On his return to the United States Dr Edward Capps, the former US Minister in Athens, held an interesting conversation with the Undersecretary of State in Washington DC on June 16, 1921. He was in a good position to provide his government with a first hand account of developments in Greek politics and that the Greek Prime Minister was interested in improving relations with the United States.
Capps raises some interesting points in his conversation. He states
- "King Constantine’s position in Greece, owing to the fact that the offensive against the Turkish nationalists has brought about unity."
- "Venizelos willing to back Constantine in this offensive movement."
- "British Legation, headed by Lord Granville, strong outside influence in Athens. Granville on good terms with Government officials but not admirer of Constantine."
- "Granville warmly in favor of recognizing Constantine, in order that Great Britain’s influence on Near Eastern situation may be effectively exerted."
Some comments are warranted here to the statements above. The first point is correct in that Constantine had promised to continue with Venizelos’s foreign policy in Asia Minor against the Turkish nationalists. Secondly Venizelos would have certainly supported Constantine’s military attack against the Kemalists. It is, however, hard to imagine that Venizelos and Constantine would have cooperated in other political matters, when one considers their fierce differences over foreign policy during the First World War. This schism (also known as the Dichasmos) lead to the formation of two rival administrations one in Athens under Constantine’s control and the Provisional government of Venizelos in Salonika between September 1916 to June 1917.
Capps was correct that the British Legation exercised a lot of influence in Greece. Lord Granville was appointed as the British Minister to the Salonika Government during the First World War where he came to admire Venizelos. This may partly explain Granville’s antipathy towards Constantine. Granville’s role as British Minister in Athens was to try minimize French influence in Greece. After all it was the French who were the most vociferous in their opposition to Constantine’s return in December 1920.
The Greek Prime Minister Dimitrios Gounaris held an informal meeting prior to Capps departure for the United States. Gounaris “ expressed [his] disappointment that the United States had not recognized the Government of King Constantine after guarantees had been given that all international agreements would be honored and recognized, which are made during the preceding reign by the Government of King Alexander ” and “ That the Government was willing to observe scrupulously all international undertakings entered into by the Government of King Alexander and the Allied and Associated Powers during the period of the war.”
The Royalist regime tried unsuccessfully to win the support of its European allies-Great Britain, France and Italy- in its quest to impose by militarily force the provisions of the Treaty of Sevres on the Kemalists. The European powers were interested in opening negotiations with the Turkish Nationalists.

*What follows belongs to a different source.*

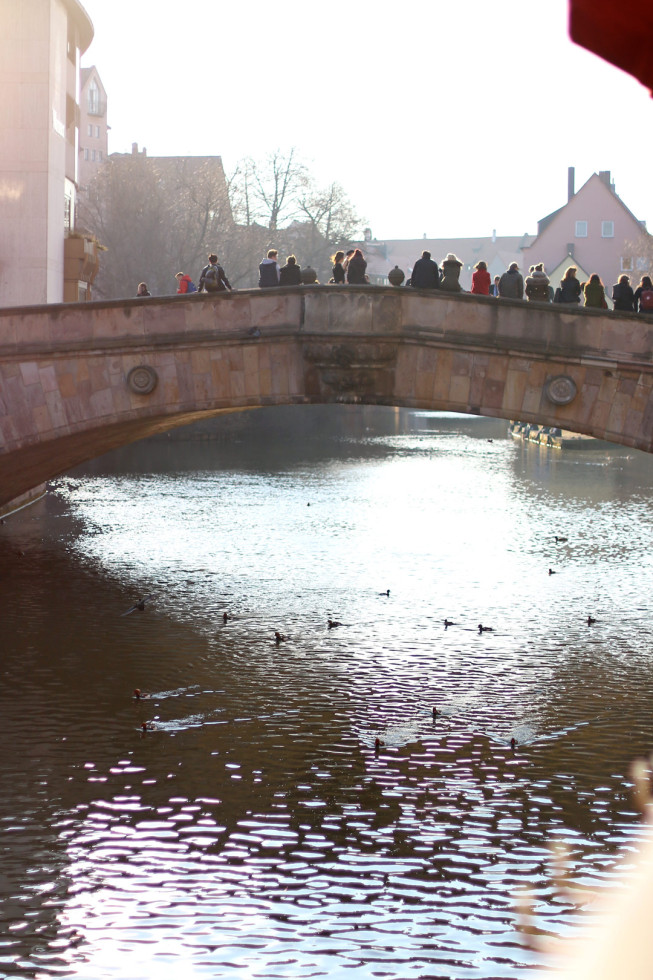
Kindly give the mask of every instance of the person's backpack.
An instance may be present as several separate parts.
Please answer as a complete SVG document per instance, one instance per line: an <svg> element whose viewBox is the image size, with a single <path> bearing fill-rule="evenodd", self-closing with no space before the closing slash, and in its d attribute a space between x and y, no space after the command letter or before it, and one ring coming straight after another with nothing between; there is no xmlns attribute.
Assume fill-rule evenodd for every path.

Gounaris mentioned that “ all international agreements” meaning that financial loans negotiated by Venizelos “would be honored and recognised.” On February 10, 1918 Britain, France and United States provided Greece (i.e. Venizelos Government) with a loan of 750 million francs who in return provided the Allies with Greek troops which were used in the Balkans campaign of 1917-18. The lenders might have been concerned that Constantine might renege on his country’s financial obligations under the 1918 loan agreement. Furthermore if the United States had recognized Constantine’s regime, then this would have forced the major European powers to act swiftly in the same direction. Perhaps Gounaris was trying to drive a wedge between the United States and the major European powers. Obviously the United States did not wish to act independently of the major European powers, particularly Great Britain. The United States was not interested in becoming embroiled in the political squabbles of the major European powers in Greece and the Near East. She was only interested in applying the open door policy to win economic concessions and gain new markets for American manufactures in the Near East.
Capps informed Gounaris that on his return to the United States that “ he would recommend that King Constantine send his representative to call upon the President and Secretary of State and assure them formally that the Government of Greece would observe all acts made by the Government of King Alexander.” Such a move on the part of the Greeks would certainly assisted in improving Greco-American relations, especially when Constantine’s regime was considered a pariah by the Europeans, particularly by France. Capps viewed with favor a US recognition of Constantine provided the Greek assurances were received.
Lastly Capps was very critical of Barton Hall, the US Charge d’Affaires ad interim in Athens, who was tactless in his dealings with the British Legation. Capps stated that Hall went through difficult times with the previous US Minister Garrett Droppers and this had made him “ very sensitive” and “ that his transfer, would, therefore, be advisable.” Maybe Capps saw the Athens post as important enough for the United States to send a diplomat to run the American Legation and who also would be able to maintain good relations with the British. Alternatively a friendly American Minister might over time be an important factor in bringing about an improvement in Greek-American relations and even attempt to curtail British influence in Greece.